Since the main pattern piece is much larger than a letter sized sheet of paper, it’s going to print out in 8 pieces. The second page of the pattern has a map of how to piece those 8 pieces together – they’re each labeled with a letter and have dotted lines to show where to tape them together.

4. Cutting:

Cut four yoke pieces out of your stiffer material (i.e. quilting cotton). Fold the fabric, and place the pattern piece over it with the “FOLD” side matching your fold, making sure the grain of the fabric is the same as I noted on the pattern. Either pin the pattern in place or trace with a fabric marker, and cut through both layers of fabric at once. Repeat for a total of 4 identical pieces.

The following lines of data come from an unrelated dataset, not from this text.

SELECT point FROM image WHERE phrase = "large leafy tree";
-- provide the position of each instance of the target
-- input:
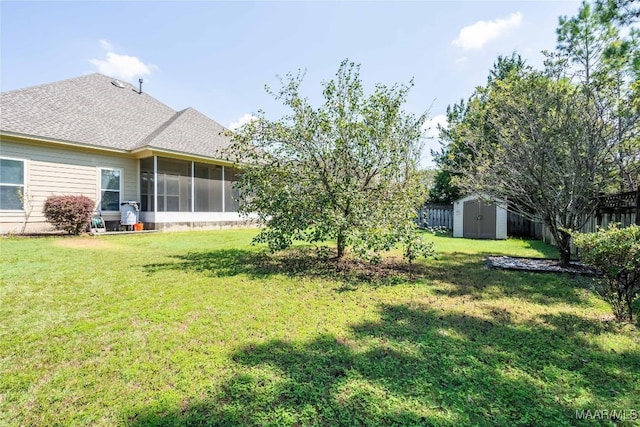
(455, 153)
(345, 170)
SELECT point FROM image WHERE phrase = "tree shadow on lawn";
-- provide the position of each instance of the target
(465, 275)
(418, 366)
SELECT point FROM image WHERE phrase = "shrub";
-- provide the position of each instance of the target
(69, 213)
(615, 253)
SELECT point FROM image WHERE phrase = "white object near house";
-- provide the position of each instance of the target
(476, 218)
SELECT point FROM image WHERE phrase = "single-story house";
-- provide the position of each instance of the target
(478, 217)
(108, 140)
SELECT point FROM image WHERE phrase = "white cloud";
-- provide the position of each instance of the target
(246, 118)
(106, 45)
(123, 67)
(477, 35)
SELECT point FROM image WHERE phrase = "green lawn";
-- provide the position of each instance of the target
(200, 328)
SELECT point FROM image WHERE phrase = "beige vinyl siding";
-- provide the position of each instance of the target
(52, 170)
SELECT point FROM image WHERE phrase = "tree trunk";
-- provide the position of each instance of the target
(341, 244)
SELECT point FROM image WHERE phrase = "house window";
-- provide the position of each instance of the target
(11, 184)
(110, 189)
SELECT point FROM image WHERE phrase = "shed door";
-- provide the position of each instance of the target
(479, 220)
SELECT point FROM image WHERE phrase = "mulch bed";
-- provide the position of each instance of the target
(537, 265)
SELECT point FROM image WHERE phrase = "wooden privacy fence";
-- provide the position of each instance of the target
(436, 216)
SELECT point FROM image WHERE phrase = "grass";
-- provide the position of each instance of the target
(200, 328)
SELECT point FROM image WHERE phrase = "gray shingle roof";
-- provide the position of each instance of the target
(91, 110)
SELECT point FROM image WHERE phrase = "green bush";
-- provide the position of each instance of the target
(69, 213)
(615, 253)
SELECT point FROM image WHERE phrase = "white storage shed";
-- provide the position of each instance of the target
(476, 217)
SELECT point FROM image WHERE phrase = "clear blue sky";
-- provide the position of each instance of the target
(217, 56)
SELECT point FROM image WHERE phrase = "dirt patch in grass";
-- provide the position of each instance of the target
(84, 243)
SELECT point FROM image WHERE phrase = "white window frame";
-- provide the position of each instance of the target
(99, 205)
(24, 182)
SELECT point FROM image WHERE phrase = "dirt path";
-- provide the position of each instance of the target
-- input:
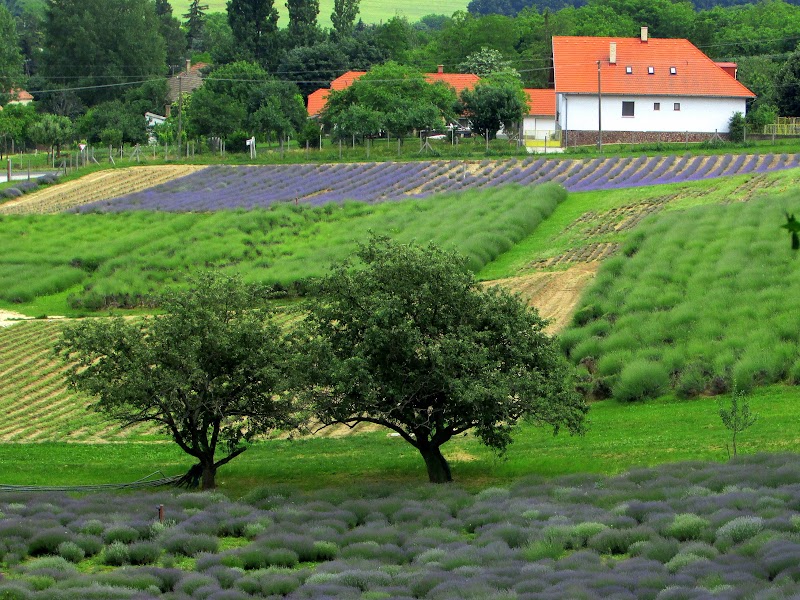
(9, 318)
(554, 293)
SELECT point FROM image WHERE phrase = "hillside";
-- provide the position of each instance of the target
(371, 11)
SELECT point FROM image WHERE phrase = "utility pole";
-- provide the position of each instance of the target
(599, 111)
(180, 113)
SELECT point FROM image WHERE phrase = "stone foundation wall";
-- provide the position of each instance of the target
(589, 138)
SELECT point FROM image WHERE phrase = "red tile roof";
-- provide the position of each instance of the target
(317, 100)
(575, 63)
(541, 102)
(457, 81)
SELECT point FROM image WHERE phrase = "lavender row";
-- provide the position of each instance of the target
(689, 530)
(225, 187)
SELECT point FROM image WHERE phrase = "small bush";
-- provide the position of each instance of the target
(143, 553)
(121, 533)
(681, 560)
(71, 552)
(186, 544)
(116, 555)
(740, 529)
(641, 380)
(687, 526)
(47, 542)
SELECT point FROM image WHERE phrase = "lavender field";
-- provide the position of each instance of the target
(228, 187)
(688, 530)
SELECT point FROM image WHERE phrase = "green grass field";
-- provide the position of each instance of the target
(716, 220)
(620, 436)
(371, 11)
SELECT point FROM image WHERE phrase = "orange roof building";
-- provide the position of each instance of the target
(623, 89)
(318, 99)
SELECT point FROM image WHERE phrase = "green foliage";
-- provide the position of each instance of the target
(344, 15)
(241, 96)
(218, 376)
(497, 102)
(737, 417)
(668, 300)
(687, 527)
(148, 251)
(254, 24)
(10, 58)
(71, 551)
(407, 340)
(400, 98)
(96, 44)
(641, 380)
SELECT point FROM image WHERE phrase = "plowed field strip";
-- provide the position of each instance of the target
(555, 294)
(104, 185)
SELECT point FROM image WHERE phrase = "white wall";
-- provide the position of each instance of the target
(699, 115)
(538, 127)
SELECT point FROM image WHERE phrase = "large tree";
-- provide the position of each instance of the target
(174, 38)
(102, 45)
(208, 372)
(195, 22)
(255, 28)
(496, 102)
(344, 16)
(303, 29)
(409, 341)
(400, 96)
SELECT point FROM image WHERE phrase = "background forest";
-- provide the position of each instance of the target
(94, 67)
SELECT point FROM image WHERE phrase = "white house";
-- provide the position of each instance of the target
(540, 122)
(641, 89)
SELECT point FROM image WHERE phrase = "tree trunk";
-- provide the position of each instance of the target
(208, 481)
(438, 469)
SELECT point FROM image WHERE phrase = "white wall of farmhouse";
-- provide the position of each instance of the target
(698, 115)
(537, 128)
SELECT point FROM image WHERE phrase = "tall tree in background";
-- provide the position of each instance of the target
(303, 30)
(10, 58)
(91, 43)
(174, 38)
(195, 19)
(255, 28)
(344, 16)
(787, 84)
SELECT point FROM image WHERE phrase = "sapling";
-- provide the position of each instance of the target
(737, 417)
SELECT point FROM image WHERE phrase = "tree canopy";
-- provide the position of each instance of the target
(496, 102)
(400, 98)
(411, 342)
(209, 372)
(90, 43)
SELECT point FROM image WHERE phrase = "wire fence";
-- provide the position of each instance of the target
(143, 483)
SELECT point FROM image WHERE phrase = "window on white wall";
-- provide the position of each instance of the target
(627, 109)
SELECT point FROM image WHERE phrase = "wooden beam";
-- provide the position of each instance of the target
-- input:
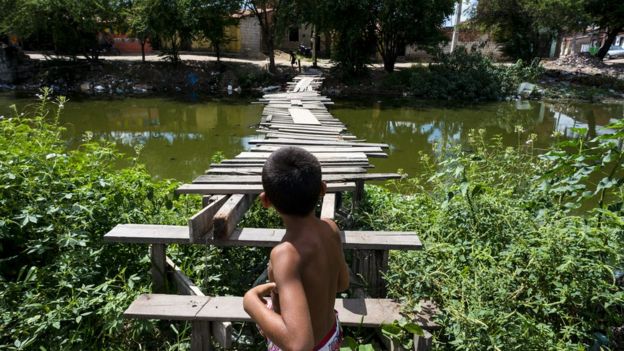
(202, 222)
(257, 179)
(158, 267)
(259, 237)
(352, 312)
(328, 209)
(225, 189)
(230, 214)
(242, 170)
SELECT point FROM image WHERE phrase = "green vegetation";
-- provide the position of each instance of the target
(468, 76)
(521, 251)
(509, 262)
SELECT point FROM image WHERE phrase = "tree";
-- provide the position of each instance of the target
(139, 24)
(272, 16)
(354, 38)
(402, 22)
(526, 28)
(609, 15)
(213, 16)
(73, 27)
(172, 21)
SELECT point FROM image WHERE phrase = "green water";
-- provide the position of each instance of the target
(179, 138)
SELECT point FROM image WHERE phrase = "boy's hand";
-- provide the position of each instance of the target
(263, 290)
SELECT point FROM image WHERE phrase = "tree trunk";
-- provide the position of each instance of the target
(143, 50)
(607, 44)
(314, 47)
(328, 44)
(271, 52)
(389, 59)
(218, 52)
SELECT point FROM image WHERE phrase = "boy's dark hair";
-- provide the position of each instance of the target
(292, 178)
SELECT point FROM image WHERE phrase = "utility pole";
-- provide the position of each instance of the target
(455, 28)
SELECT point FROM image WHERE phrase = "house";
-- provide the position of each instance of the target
(246, 39)
(470, 38)
(592, 37)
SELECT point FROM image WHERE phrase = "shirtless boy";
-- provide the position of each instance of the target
(307, 268)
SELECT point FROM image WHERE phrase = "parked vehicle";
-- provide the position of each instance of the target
(615, 51)
(305, 51)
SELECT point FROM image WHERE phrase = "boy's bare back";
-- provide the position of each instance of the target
(315, 253)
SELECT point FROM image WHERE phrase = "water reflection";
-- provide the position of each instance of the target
(178, 138)
(410, 129)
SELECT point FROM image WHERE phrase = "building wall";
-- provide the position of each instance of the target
(250, 37)
(470, 39)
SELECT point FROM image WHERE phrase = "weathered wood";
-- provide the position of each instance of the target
(224, 189)
(322, 149)
(260, 237)
(303, 116)
(202, 222)
(371, 265)
(245, 170)
(184, 285)
(158, 270)
(286, 141)
(222, 331)
(328, 208)
(257, 179)
(167, 307)
(352, 312)
(329, 156)
(276, 134)
(231, 213)
(148, 234)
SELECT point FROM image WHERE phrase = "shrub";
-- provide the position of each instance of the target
(470, 76)
(507, 261)
(60, 286)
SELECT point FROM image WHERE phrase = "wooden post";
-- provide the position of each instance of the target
(358, 194)
(422, 343)
(371, 265)
(158, 270)
(200, 336)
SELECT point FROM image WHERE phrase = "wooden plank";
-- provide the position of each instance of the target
(320, 156)
(224, 189)
(168, 307)
(222, 331)
(242, 170)
(148, 234)
(200, 336)
(352, 312)
(285, 141)
(303, 116)
(277, 134)
(202, 222)
(328, 208)
(158, 267)
(321, 149)
(257, 179)
(230, 214)
(352, 240)
(305, 127)
(183, 283)
(262, 237)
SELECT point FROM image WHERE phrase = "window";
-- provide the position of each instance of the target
(293, 34)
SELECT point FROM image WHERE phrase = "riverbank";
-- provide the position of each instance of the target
(200, 76)
(108, 78)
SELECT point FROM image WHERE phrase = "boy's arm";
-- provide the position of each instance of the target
(292, 329)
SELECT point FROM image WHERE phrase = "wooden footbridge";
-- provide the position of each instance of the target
(297, 117)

Fold the main fabric in half once, and then in half again. You’ll notice that one side shows two folds, and on the perpendicular side you will just see one fold. Lay the main pattern piece on top, matching those folds with where I’ve noted SINGLE FOLD SIDE and DOUBLE FOLD SIDE. Cut through all four layers of folded fabric.

5. Assembly:

Using the photo above as a reference, lay two yoke pieces wrong sides together and sew along the three interior edges with an 1/8″ seam. Snip corners, turn right-side out, and iron flat. Repeat for the remaining two yoke pieces.

Join the two yoke pieces at the top raw edges. See the photo above for a visual. This step is weird to explain. Basically, open up the yokes, pin the edges right-sides together, and sew.

Press open.


Fold the remaining raw edges inward 1/8 inch and press. There will be two layers of fabric, since you joined two yoke pieces in the previous step.

Open the main piece to show the rectangular neck hole.

Sandwich the yoke around the neck hole and pin.

Attach the yoke to the body of the shirt with a nice long stitch – I used 4. Run the stitch very close to the edge, to catch that 1/8″ you ironed under. Then, use the same stitch to top stitch the top of the yoke.

Whew! That really wasn’t so hard, but it was a lot of visual steps to show you. The top of your shirt is done.

Now stop and try it on your little girl! It’s not done yet, but it’s helpful to see how it fits before hemming.

This pattern is a size 6, but it can very easily be modified for smaller sizes by simply making the circle smaller when you hem it. While it’s on, check to see if the shirt falls approximately where you want it both on her arms and her waist. This pattern was designed for an 1/8″ rolled hem. If it’s going to take more than 1/4″ total hem to make it not cover her hands, adjust your hem accordingly.

Hem the entire circumference of the circle. This is where your rolling hem foot will save you a lot of ironing, if you have one. If not, iron over 1/8″ and then 1/8″ again (or whatever you determined in the previous step), so that the raw edge is enclosed, and sew around.

Finally, it’s time to sew the lines that will form the sleeves. On the pattern, you’ll see a line that says “Sewing line for sleeves.” Lay your pattern over the shirt while it is folded at the shoulders, and mark that line with pins. NOTE: It will not go all the way to the top of the neck. Sew along that line.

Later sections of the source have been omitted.